S’il est un terme souvent revenu dans les commentaires sur la situation intérieure sud-coréenne suivant la tentative de coup d’État du Président Yoon Suk-yeol, du 3 décembre 2024, c’est le qualificatif de « chaotique ». Selon ceux-ci, le pays a traversé les six mois les plus instables de son histoire. Il n’est donc pas certain que l’élection présidentielle du 3 juin ramène confiance et stabilité politique dans le pays alors que l’environnement régional proche, dont l’évolution des relations Chine, Russie, Corée du Nord, reste très fluctuant. Face à une crise politique majeure, on peut se féliciter que les institutions coréennes, de l’Assemblée nationale à la Cour constitutionnelle, se soient révélées solides, mettant en œuvre la Constitution avec fermeté. Dans la rue, des millions de citoyens ont manifesté pacifiquement, exprimant leur attachement aux valeurs démocratiques. Ce mouvement, salué comme une victoire de la jeune république sud-coréenne, a aussi révélé les failles de son système politique, rappelant la nécessité de réformes de fond pour en garantir un fonctionnement sans à-coups ni confrontations violentes entre ses principales institutions et corps d’État. Le point avec Marianne Péron-Doise, directrice de recherche à l’IRIS, co-responsable du Programme Asie-Pacifique et directrice de l’Observatoire géopolitique de l’Indo-Pacifique.

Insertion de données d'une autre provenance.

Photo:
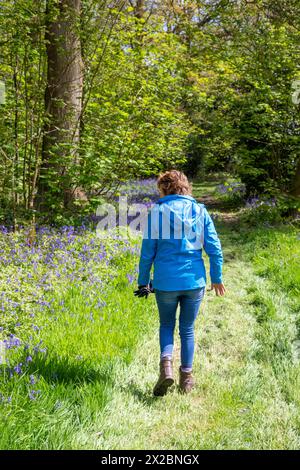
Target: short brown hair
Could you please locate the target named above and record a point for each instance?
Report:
(174, 182)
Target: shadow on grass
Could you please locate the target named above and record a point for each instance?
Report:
(62, 370)
(145, 397)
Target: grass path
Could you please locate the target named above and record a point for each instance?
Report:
(241, 401)
(95, 382)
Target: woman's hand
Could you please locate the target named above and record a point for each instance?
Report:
(219, 289)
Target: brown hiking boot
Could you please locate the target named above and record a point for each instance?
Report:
(165, 378)
(186, 381)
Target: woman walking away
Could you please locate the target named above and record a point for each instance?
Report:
(177, 229)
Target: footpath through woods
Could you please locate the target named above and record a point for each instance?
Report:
(247, 392)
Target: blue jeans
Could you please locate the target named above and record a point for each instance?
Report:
(167, 302)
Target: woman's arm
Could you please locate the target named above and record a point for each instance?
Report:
(148, 251)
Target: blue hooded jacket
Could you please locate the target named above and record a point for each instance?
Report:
(176, 231)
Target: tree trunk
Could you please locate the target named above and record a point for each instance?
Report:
(63, 103)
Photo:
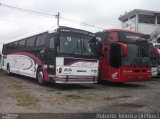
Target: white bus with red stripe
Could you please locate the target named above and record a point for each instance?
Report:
(63, 56)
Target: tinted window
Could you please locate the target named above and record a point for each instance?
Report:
(70, 44)
(115, 55)
(146, 19)
(158, 20)
(41, 39)
(112, 36)
(22, 43)
(15, 44)
(51, 42)
(30, 41)
(129, 36)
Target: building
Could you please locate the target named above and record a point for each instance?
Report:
(144, 21)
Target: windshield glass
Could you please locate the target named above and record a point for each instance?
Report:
(75, 44)
(137, 55)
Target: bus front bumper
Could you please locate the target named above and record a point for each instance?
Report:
(73, 79)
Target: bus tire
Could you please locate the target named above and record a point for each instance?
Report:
(8, 70)
(40, 77)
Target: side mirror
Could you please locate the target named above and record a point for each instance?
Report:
(124, 49)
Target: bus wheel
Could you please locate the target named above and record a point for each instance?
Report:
(40, 77)
(8, 70)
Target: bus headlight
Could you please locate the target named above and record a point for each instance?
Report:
(127, 71)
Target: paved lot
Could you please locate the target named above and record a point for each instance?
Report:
(24, 95)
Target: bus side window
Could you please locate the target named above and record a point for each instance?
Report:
(52, 43)
(22, 43)
(112, 36)
(30, 41)
(41, 39)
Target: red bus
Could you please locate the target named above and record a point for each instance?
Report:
(61, 56)
(124, 56)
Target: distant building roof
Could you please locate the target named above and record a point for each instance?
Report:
(139, 11)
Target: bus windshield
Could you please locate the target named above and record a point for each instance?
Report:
(137, 55)
(129, 36)
(75, 44)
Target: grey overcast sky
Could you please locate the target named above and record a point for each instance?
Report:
(103, 13)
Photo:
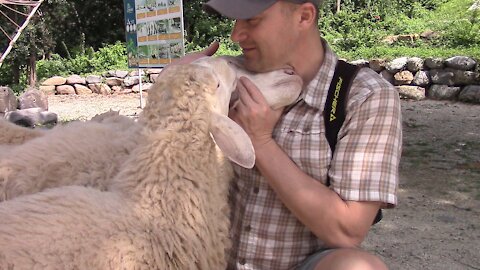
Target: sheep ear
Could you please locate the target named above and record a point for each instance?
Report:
(232, 140)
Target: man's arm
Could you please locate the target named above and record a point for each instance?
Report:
(337, 222)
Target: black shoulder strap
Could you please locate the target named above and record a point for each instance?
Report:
(335, 106)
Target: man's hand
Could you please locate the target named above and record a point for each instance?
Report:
(189, 58)
(253, 114)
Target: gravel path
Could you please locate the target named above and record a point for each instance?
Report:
(437, 222)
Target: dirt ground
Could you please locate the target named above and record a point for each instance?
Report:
(436, 224)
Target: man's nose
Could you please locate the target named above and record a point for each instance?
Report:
(239, 33)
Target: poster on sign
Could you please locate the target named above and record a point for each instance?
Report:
(154, 32)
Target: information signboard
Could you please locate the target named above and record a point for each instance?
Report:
(154, 32)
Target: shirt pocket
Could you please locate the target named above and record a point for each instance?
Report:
(305, 143)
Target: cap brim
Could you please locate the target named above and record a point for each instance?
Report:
(236, 9)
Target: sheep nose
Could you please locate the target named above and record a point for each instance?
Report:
(289, 71)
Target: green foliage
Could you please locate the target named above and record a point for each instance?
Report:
(391, 52)
(108, 57)
(202, 28)
(71, 35)
(350, 29)
(462, 33)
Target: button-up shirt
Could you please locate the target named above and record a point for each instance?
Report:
(364, 167)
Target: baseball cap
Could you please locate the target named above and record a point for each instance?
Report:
(245, 9)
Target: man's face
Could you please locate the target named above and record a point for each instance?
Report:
(268, 39)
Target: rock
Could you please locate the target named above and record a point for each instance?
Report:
(8, 100)
(440, 76)
(428, 34)
(75, 79)
(462, 77)
(47, 89)
(91, 79)
(121, 73)
(403, 77)
(65, 90)
(421, 78)
(377, 64)
(414, 64)
(360, 63)
(131, 80)
(33, 98)
(434, 63)
(396, 65)
(411, 92)
(443, 92)
(460, 62)
(154, 70)
(153, 77)
(81, 89)
(116, 88)
(113, 81)
(125, 91)
(100, 88)
(135, 72)
(32, 117)
(470, 93)
(55, 80)
(145, 87)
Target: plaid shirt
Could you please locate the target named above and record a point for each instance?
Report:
(364, 167)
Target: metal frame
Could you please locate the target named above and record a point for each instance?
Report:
(19, 26)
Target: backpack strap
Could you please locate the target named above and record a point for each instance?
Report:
(335, 107)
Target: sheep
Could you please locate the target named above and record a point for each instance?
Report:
(161, 211)
(91, 153)
(167, 206)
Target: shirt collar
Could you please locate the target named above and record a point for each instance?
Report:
(315, 93)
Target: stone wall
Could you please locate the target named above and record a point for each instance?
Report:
(455, 78)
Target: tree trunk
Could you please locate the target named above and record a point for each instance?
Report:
(15, 73)
(32, 70)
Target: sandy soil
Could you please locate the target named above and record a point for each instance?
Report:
(437, 222)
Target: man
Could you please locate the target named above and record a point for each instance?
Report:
(284, 216)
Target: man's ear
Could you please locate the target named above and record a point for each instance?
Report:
(307, 15)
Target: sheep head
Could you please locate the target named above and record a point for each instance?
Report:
(279, 87)
(217, 77)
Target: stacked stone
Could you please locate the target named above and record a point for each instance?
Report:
(455, 78)
(111, 82)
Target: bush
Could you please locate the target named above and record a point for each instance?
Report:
(462, 33)
(108, 57)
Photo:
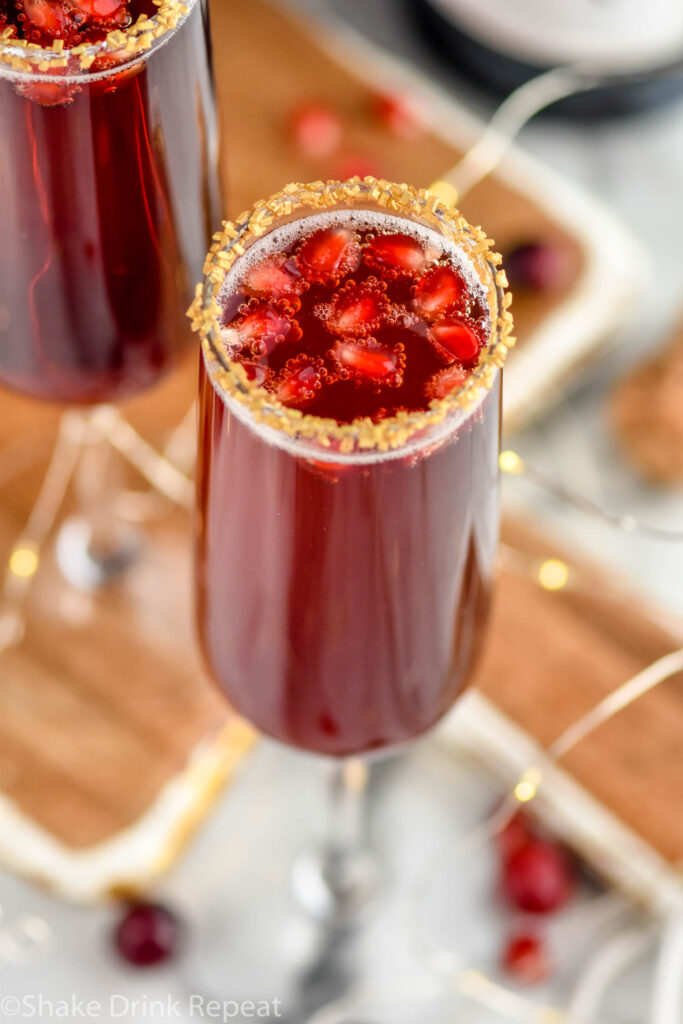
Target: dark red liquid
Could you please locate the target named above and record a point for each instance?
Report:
(341, 606)
(357, 340)
(109, 198)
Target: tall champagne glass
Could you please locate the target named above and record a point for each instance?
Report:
(352, 336)
(108, 169)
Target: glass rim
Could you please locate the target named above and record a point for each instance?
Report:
(132, 43)
(297, 201)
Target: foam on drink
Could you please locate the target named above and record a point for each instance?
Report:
(351, 313)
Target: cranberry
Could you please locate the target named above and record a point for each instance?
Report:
(396, 114)
(314, 129)
(275, 278)
(354, 165)
(300, 380)
(537, 266)
(356, 309)
(146, 934)
(329, 254)
(369, 361)
(398, 253)
(525, 957)
(538, 877)
(456, 340)
(443, 382)
(438, 291)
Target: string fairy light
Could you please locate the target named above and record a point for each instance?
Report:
(512, 464)
(75, 431)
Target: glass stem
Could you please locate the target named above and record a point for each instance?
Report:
(94, 546)
(337, 879)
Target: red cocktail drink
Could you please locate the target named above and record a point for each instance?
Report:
(348, 465)
(108, 173)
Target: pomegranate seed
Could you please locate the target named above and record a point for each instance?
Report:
(396, 253)
(275, 278)
(256, 372)
(299, 381)
(354, 166)
(438, 291)
(329, 254)
(113, 11)
(315, 129)
(356, 309)
(369, 361)
(265, 326)
(443, 382)
(515, 834)
(456, 340)
(47, 17)
(5, 25)
(538, 877)
(146, 934)
(397, 115)
(48, 93)
(538, 266)
(524, 956)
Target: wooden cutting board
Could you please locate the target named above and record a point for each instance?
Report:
(104, 701)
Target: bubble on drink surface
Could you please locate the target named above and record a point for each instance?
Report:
(286, 237)
(350, 358)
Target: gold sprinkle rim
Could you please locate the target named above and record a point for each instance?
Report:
(23, 55)
(416, 204)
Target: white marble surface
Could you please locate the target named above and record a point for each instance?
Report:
(636, 166)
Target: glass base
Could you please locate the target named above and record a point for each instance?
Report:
(260, 927)
(428, 946)
(89, 558)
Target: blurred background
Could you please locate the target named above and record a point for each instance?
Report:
(588, 211)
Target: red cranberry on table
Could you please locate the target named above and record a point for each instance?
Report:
(147, 934)
(537, 266)
(397, 115)
(524, 957)
(538, 877)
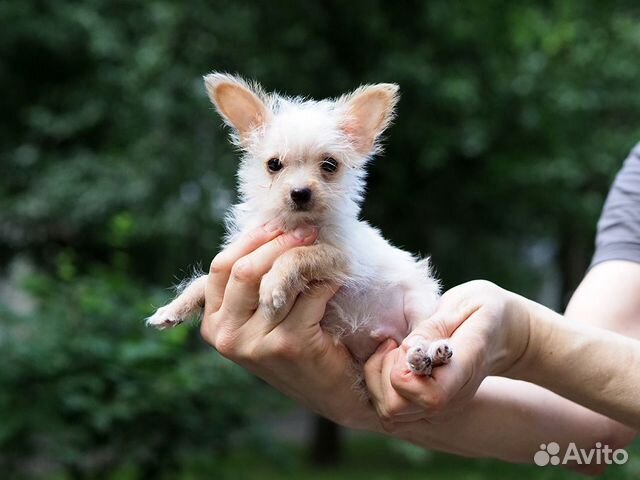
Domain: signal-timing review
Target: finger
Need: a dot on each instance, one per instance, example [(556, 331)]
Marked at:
[(241, 294), (373, 371), (451, 312), (223, 262), (310, 307)]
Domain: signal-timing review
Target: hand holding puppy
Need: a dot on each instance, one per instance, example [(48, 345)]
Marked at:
[(488, 329)]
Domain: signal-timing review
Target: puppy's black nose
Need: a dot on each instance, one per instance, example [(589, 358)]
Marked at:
[(301, 196)]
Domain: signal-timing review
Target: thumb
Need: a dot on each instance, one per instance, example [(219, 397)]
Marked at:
[(373, 366)]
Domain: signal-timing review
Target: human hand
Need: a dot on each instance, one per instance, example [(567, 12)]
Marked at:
[(290, 351), (488, 329)]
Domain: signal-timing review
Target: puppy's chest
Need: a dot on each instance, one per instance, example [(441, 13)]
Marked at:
[(363, 316)]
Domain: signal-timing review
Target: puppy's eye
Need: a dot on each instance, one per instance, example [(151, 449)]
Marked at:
[(329, 165), (274, 164)]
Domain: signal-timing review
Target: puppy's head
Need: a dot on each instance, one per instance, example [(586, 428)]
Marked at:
[(303, 160)]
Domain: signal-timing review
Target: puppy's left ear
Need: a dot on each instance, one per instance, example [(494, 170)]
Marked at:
[(368, 112), (239, 103)]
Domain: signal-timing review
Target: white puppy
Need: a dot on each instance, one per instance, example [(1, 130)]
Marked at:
[(304, 164)]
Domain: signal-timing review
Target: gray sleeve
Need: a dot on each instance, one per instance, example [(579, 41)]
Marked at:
[(618, 235)]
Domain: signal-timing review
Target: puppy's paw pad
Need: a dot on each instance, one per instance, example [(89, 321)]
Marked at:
[(441, 352), (164, 318), (418, 361)]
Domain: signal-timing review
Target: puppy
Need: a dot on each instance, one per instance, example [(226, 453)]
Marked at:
[(304, 164)]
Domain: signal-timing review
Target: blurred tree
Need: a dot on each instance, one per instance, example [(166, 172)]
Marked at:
[(513, 120)]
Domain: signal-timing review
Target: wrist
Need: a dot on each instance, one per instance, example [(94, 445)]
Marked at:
[(538, 327), (518, 342)]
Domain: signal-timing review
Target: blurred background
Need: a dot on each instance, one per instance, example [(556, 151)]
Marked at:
[(115, 173)]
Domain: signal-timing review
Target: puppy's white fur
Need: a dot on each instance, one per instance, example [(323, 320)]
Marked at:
[(385, 291)]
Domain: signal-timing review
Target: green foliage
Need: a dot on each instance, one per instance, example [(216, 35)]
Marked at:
[(87, 389)]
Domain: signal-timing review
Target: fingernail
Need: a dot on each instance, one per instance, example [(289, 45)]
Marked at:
[(272, 225), (304, 232)]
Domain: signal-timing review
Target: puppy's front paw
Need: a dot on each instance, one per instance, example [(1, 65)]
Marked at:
[(165, 317), (273, 294)]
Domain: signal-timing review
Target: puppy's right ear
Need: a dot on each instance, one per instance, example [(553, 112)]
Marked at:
[(239, 104)]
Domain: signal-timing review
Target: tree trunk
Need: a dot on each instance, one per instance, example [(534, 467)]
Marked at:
[(326, 443)]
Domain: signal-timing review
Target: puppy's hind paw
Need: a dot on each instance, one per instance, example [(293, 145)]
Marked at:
[(423, 357), (164, 317), (440, 352), (419, 361)]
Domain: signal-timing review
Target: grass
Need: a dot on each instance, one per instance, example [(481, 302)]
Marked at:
[(376, 458)]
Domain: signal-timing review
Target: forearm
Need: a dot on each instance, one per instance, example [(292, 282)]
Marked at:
[(591, 366), (509, 419)]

Comment analyser la situation de la Corée du Sud au lendemain de l’élection présidentielle. La crise politique des derniers mois est-elle close ?
La Corée du Sud se remet à grande peine d’une série d’évènements dramatiques déclenchée le 3 décembre 2024 lorsque le président conservateur Yoon Suk-yeol, issu du Parti du Pouvoir du peuple (PPP) a déclaré la loi martiale, déclenchant une vague de protestations dans tout le pays. Ce dernier s’est largement mobilisé et la communauté internationale a pu suivre les épisodes de la destitution du Président Yoon Suk-yeol par le Parlement : sa suspension, son arrestation, sa libération soudaine et finalement la confirmation de sa destitution par la Cour constitutionnelle le 3 avril 2025. Cette longue séquence a amoindri le PPP tout en donnant un certain élan à l’opposition progressiste représentée par le Parti démocrate de Corée (PD). Yoon Suk-yeol ayant été destitué, la Corée du Sud a su s’organiser rapidement pour désigner un nouveau président le 3 juin. Sans surprise, le candidat favori, le député Lee Jae-myung, issu du PD, que Yoon Suk-yeol avait battu lors de l’élection la plus serrée de l’histoire de la Corée du Sud en 2022 a été finalement élu avec 49,2 % de voix contre 41,5 % pour son rival conservateur.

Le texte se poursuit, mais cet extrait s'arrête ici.